Determine Optimal Budget Allocation for Maximum Profit
Scenario
You have three user-acquisition platforms: Live Phone Calls, Social Media Ads, and Email Campaigns. You are given a total marketing budget B. For each platform i, you know its cost per acquisition (CPA_i) and revenue per acquisition (RPA_i). Each platform also has a maximum spend cap Cap_i.
Additionally, you have funnel metrics for the Live Phone Calls channel: click-through rate (CTR), click-to-call rate (q_call|click), and call-to-purchase (acquisition) rate (q_acq|call). Media buying cost may be given as cost per click (CPC) or cost per thousand impressions (CPM).
Assumptions (explicit):
-
CPAs and RPAs are average marginal values and remain constant within the relevant spend ranges (no diminishing returns within caps).
-
Budget is divisible (fractional expected acquisitions are acceptable).
-
For the phone-call funnel, if CPC is not given but CPM is, use CTR to derive CPC.
Questions
-
If you allocate the entire budget B to a single platform i, compute its expected net profit.
-
Using click-through and conversion rates for the Live Phone Calls funnel, estimate the average marketing cost incurred and expected profit earned from a single inbound phone call.
-
Each platform has a maximum spend cap. Given the same budget B and caps Cap_i, determine the optimal allocation across platforms to maximize total profit.
Hints
-
Units acquired = budget / CPA.
-
Profit = units × (RPA − CPA).
-
For allocation with caps, rank platforms by profit per dollar of spend and fund greedily until caps or budget are exhausted.
Constraints & Assumptions
-
Preserve the scope, facts, inputs, and requested outputs from the prompt above.
-
If the prompt leaves a detail unspecified, state a reasonable assumption before relying on it.
-
Keep the answer interview-ready: concise enough to present, but concrete enough to implement or evaluate.

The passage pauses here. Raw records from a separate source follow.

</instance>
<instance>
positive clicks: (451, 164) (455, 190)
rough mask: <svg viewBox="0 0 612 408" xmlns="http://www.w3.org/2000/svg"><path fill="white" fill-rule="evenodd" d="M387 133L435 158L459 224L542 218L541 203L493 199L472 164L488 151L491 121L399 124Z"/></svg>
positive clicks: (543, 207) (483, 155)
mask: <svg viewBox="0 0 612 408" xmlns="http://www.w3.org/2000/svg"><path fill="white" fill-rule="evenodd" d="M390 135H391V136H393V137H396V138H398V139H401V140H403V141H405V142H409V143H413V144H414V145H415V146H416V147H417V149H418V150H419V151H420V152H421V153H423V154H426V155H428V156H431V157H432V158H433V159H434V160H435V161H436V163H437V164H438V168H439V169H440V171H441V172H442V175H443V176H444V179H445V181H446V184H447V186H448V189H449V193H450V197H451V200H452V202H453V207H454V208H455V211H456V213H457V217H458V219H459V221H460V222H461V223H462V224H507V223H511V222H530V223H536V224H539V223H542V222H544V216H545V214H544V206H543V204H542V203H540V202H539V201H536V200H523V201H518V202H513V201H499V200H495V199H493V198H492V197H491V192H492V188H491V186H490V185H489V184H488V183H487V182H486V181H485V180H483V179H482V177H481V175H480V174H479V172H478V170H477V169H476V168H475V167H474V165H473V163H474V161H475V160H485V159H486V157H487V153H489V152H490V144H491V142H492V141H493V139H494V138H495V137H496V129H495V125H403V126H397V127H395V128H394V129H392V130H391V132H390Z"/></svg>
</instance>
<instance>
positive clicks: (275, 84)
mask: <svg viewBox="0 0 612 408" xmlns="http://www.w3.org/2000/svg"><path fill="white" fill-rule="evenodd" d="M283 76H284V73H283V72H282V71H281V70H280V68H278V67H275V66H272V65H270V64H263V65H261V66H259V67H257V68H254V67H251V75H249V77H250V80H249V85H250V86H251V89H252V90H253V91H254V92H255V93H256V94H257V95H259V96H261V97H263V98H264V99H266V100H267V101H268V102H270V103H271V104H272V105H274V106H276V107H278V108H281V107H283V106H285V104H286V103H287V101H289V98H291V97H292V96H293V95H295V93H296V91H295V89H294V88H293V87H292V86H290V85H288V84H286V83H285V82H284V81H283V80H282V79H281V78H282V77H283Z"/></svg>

Clarifying Questions to Ask
-
Clarify the business objective, unit of analysis, time window, exposure definition, and primary metric.
-
State assumptions about instrumentation, randomization, sample size, and data quality.
-
Separate descriptive analysis from causal claims.
What a Strong Answer Covers
-
A metric framework with primary, guardrail, and diagnostic metrics.
-
A credible analysis or experiment design with clear assumptions and bias checks.
-
SQL/statistical logic for segmentation, variance, confidence, and data validation where relevant.
-
An actionable recommendation that explains trade-offs and next steps.
Follow-up Questions
-
What sanity checks would you run before trusting the result?
-
How would you handle novelty effects, seasonality, or selection bias?
-
What decision would you make if metrics disagree?